A | REMOVE | OLD | EASY | |
---|---|---|---|---|
first | [Original debt] | [Number of repayments] | [Interest rate] | [Interest/month] |
2 | Negative loan (-100000) | Total number of monthly payments. (360) | Interest rate, expressed in decimal. (0.05) | Interest rate/month (divide the interest rate/year by 12) |
3 | Debt/month | FX=PMT(D2,B2,A2,0). NOTE: The last number is 0. | ||
4 | Total loan amount | FX=PRODUCT(D3,B2) | ||
5 | Interest | FX=SUM(D4,A2) |
Advice
- Understanding how loans are calculated will give you the tools to eliminate bad loans.
- If you have intermittent sources of income and are looking at a loan with a very low interest rate but low recurring debt with a lower frequency of payments, then you should choose a loan with a longer loan term, even if the total amount is low. larger loan interest.
- If you have more savings than you need and want to find the lowest interest rate loan to meet your needs, then a loan with a short term, high recurring repayments and less interest will be right for you. .
Warning
- There are times when the lowest interest rates do not mean the lowest borrowing costs. If you have a thorough understanding of how interest is calculated, you can quickly calculate the true “cost” of a loan compared to the price it pays to get some of the benefits of that loan.

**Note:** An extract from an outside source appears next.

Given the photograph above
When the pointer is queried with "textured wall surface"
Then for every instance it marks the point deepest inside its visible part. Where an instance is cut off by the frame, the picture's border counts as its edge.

This article was co-written by Jill Newman, CPA. Jill Newman is a Certified Public Accountant (CPA) in Ohio with over 20 years of accounting experience. She received her CPA from the Ohio Board of Accountants in 1994 and holds a Bachelor of Business Administration/Accounting degree.
There are 7 references cited in this article that you can view at the bottom of the page.
This article has been viewed 22,577 times.
Loans are not always the same. So knowing how to calculate a monthly liability as well as the interest due is very helpful in choosing a loan that is right for you. To understand exactly how to calculate it, you may have to study complex formulas, but it can also be simpler using Excel.